“Anyway! To be honest,” Brillstein said, taking one of the champagne glasses and waiting for Max to pop the cork and pour. “I had taken the one point seven million for you and the two hundred for Mrs. Fransisca and the two point three for Nan from Parker this morning despite the fact that I thought they were too low. I did it because of you.” Brillstein stared hard at Max and pursed his lips in a childish attitude of challenge.
Max popped the cork. He quickly poured the frothing liquid into the lawyer’s glass. It reminded him of the hokey chemical drinks in horror movies—Dr. Jekyll’s potion.
“I was about to blow your case,” Max said. He filled a glass for Debby and handed it to her.

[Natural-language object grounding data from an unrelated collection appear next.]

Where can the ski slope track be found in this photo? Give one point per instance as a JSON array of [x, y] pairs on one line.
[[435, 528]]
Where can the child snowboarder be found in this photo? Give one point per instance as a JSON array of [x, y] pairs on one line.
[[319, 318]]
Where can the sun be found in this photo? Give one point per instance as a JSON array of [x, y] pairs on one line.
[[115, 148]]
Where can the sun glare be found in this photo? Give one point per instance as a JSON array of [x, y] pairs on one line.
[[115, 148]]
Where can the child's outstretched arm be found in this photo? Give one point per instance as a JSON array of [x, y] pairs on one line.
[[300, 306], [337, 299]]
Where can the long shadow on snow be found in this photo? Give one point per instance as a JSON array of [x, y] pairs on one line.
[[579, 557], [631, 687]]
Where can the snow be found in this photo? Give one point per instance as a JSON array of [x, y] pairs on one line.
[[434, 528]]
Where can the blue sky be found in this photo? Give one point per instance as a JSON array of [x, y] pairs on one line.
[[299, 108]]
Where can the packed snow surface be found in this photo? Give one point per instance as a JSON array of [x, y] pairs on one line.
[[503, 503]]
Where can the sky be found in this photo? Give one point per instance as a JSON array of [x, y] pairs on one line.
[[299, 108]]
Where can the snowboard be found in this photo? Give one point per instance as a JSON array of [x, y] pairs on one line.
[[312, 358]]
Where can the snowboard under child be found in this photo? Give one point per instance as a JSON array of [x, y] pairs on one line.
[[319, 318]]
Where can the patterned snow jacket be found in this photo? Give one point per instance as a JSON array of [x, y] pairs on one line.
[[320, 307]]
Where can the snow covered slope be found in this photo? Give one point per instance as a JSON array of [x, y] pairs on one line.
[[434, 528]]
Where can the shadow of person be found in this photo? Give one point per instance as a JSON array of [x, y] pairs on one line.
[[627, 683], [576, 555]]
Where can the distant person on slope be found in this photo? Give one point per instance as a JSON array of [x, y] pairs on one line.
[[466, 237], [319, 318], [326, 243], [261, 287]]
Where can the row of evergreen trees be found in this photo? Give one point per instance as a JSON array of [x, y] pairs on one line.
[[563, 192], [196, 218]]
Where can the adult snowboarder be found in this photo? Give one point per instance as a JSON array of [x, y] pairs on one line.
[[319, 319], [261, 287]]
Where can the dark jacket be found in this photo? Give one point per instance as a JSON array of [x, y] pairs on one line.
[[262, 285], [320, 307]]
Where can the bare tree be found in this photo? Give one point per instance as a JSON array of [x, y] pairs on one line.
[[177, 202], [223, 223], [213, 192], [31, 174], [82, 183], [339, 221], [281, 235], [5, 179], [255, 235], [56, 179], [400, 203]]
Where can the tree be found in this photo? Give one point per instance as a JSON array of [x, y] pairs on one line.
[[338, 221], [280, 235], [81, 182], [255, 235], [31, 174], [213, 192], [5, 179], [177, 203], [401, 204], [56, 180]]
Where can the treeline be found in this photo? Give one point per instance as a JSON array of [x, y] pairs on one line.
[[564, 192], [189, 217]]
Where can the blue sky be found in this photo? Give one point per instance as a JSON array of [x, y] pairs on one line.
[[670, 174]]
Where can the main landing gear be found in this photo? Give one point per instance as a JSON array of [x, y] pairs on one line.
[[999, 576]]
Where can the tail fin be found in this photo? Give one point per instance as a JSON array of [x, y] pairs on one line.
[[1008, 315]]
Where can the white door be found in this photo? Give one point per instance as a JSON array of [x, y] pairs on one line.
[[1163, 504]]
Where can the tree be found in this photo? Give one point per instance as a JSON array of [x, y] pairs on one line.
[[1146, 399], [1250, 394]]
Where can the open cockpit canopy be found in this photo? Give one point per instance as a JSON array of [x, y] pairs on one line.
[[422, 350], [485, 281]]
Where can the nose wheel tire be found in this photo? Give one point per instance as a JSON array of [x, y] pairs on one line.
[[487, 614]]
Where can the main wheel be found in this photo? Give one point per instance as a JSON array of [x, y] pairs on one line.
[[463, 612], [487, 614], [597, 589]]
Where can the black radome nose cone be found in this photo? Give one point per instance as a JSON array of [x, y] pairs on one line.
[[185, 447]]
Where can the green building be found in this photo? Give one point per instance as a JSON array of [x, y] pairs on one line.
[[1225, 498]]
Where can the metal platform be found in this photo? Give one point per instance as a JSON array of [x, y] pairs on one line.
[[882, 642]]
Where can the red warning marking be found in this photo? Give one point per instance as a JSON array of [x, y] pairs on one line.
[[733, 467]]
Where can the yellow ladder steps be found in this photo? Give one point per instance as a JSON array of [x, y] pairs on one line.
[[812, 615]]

“No…” Debby protested. She had another strawberry between her lips. Chocolate was smeared on them. She looked beautiful.
Brillstein was generous. He waved his glass expansively and explained to Debby, “Let’s just say I didn’t want the other side getting their hands on Max the way he was talking. So, one point seven is very good. And I got Nan two point three million, which was okay.”
“And Carla?”
“Even there I thought I’d done great. Two hundred thousand.”
“Two hundred thousand!” Debby choked slightly on the champagne. “That’s nothing. She lost a baby,” Debby insisted in a wounded tone.
Max smiled proudly at his wife and took another strawberry. The champagne was delicious.
“A baby has no earnings you can establish. I was going to argue that the Fransisca baby had a potential career as a child model but they would have shot me down. Really the compensation was for the mother’s pain and suffering and because of the negligence of the seat belt. Although she hadn’t bought him a ticket and he wasn’t entitled to the defective seat—” Brillstein waved at all that with his glass. “It’s craziness. You don’t want to know! It doesn’t matter! Listen to me!” He put his glass down on the table and spread his hands to show the scene. “I go to Gloucester House and meet Parker’s superior, Jameson. I’m not feeling like such a genius, to tell you the truth, so I don’t brag or mention the deal I had just made with Parker. Jameson doesn’t either and I figure that’s class, that’s a real WASP. His people and I have made a deal for over four million dollars that he has final approval of and we don’t even mention it. We order. Then he looks at me and says, ‘I hear your client, Mr. Klein, nearly killed himself and that Fransisca woman.’ I had a piece of bread in my mouth so I nod. Don’t want to spit crumbs all over him. He goes on, very haughty, almost angry. ‘I want to settle your three cases at this lunch. Parker’s dragging his feet. I want to get this done.’ Now I almost choke on the bread because I realize Parker hasn’t told him what we’ve
tentatively
,” Brillstein, grinning, raised a finger in the air, “tentatively because it still wasn’t definite until Parker cleared it with Jameson—”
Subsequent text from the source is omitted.